Historical Perspectives

  • 17th Century: Diseases viewed as syndromes (clusters of symptoms).
  • 18th Century: Pathophysiology (focus on biological mechanisms).
  • 19th Century: Etiology (microorganisms as disease causes).
  • 20th Century: Chronic diseases & multifactorial models (e.g., genetic, environmental factors).

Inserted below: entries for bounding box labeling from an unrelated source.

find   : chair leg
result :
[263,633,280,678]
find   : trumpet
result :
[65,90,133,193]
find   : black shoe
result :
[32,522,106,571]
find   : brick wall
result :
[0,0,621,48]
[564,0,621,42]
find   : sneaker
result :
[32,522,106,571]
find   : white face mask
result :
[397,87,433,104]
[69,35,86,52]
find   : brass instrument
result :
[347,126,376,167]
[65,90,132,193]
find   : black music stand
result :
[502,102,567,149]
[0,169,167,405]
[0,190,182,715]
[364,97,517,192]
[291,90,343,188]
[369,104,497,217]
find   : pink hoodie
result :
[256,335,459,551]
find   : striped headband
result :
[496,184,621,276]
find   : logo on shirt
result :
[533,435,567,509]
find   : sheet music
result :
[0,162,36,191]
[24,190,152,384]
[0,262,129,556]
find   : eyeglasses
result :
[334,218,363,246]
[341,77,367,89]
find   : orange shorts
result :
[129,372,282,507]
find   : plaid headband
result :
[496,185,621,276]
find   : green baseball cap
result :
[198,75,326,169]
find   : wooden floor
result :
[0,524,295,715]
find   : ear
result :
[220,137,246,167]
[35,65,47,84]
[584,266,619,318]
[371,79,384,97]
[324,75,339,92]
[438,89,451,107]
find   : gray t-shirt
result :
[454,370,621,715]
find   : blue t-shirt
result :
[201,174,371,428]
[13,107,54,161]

Classification of Mood Disorders

  • Bipolar Disorders: Bipolar I (mania, potentially depression), Bipolar II (hypomania, depression).
  • Depressive Disorders: Major Depressive Disorder (MDD), Persistent Depressive Disorder (PDD), Premenstrual Dysphoric Disorder (PMDD), Disruptive Mood Dysregulation Disorder (DMDD).
  • Persistent Depressive Disorder (PDD): Chronic low mood for at least 2 years with mild, but persistent, symptoms.
  • Premenstrual Dysphoric Disorder (PMDD): Severe mood changes tied to the menstrual cycle.
  • Unipolar vs. Bipolar: Unipolar = only depressive episodes; Bipolar = manic and depressive episodes.

Unipolar vs. Bipolar Distinction

  • Prevalence and Sex Ratio: Unipolar depression more common (women > men), Bipolar less common (roughly equal sex ratio).
  • Age at Onset and Course: Unipolar depression mid-adulthood, chronic; Bipolar earlier, episodic.
  • Family History and Genetics: Unipolar has a less pronounced genetic component, Bipolar has a stronger one.
  • Treatment Response: Unipolar responds to antidepressants; Bipolar needs mood stabilizers alongside antidepressants (with caution).

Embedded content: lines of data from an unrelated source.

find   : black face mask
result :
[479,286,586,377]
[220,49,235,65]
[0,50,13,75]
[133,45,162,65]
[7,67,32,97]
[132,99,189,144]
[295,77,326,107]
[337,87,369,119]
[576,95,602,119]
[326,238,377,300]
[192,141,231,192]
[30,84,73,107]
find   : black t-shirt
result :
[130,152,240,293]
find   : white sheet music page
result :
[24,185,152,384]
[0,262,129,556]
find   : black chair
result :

Mixed and Psychotic Features

  • Mixed Features: Simultaneous depressive and manic/hypomanic symptoms in mood episodes.
  • Psychotic Features: Delusions/hallucinations in mania and depression; mood-congruent (aligned with mood) or mood-incongruent (not aligned).

Subtypes of Depression

  • Psychotic Features: Mood congruent (e.g., guilt during depression) or incongruent (e.g., grandiosity during depression).
  • Melancholia: Severe depression—anhedonia, lack of mood reactivity, psychomotor retardation.
  • Atypical Depression: Mood reactivity, reversed vegetative signs (increased appetite/sleep), rejection sensitivity.
  • Anxious Distress: Depression with significant anxiety symptoms.
  • Recurrent Depression: Multiple depressive episodes.
  • Seasonal Affective Disorder (SAD): Seasonal onset of depression.
  • Peri-partum Onset Depression: Depression during or after childbirth.

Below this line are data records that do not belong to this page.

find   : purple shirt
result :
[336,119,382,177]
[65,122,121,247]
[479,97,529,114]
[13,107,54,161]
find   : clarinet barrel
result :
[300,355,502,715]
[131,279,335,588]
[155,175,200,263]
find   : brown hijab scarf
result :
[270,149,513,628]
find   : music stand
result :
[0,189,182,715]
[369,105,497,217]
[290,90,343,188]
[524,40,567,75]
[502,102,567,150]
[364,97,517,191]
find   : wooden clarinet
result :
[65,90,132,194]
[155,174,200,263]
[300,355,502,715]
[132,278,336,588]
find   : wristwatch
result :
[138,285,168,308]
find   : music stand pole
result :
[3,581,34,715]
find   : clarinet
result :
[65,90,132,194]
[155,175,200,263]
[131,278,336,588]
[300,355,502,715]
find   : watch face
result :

Problems with Classification

  • Comorbidity: High rates of multiple disorders (e.g., depression and anxiety) in individuals. This can arise from shared factors, overlaps in criteria, or causal effects.
  • Categories vs. Dimensions: Current system is categorical (distinct categories); dimensional models (spectrum approach) may better capture overlap and variability.
  • Empirically-Derived Models: Models like Internalizing-Externalizing and Hierarchical Taxonomy of Psychopathology (HiTOP) attempt to organize disorders by shared symptoms.

Bipolar Disorder and Schizophrenia Overlap

  • Overlap: Both can present with psychotic symptoms. The course and temporal relationship of symptoms often differentiates.
  • Schizoaffective Disorder: Combines schizophrenia and mood disorder symptoms, requiring that psychotic symptoms persist even outside mood episodes.
  • Genetic overlap: Some shared genetic factors are highly suspected.

Depression and Anxiety Overlap

  • High Comorbidity: Over 50% of people with one have the other.
  • Shared Negative Affect: Both involve negative emotions, but differ in specific symptoms (depression = low positive affect; anxiety = high arousal).
  • Genetic & Environmental factors: Shared risk factors; different types of negative events potentially contribute to each.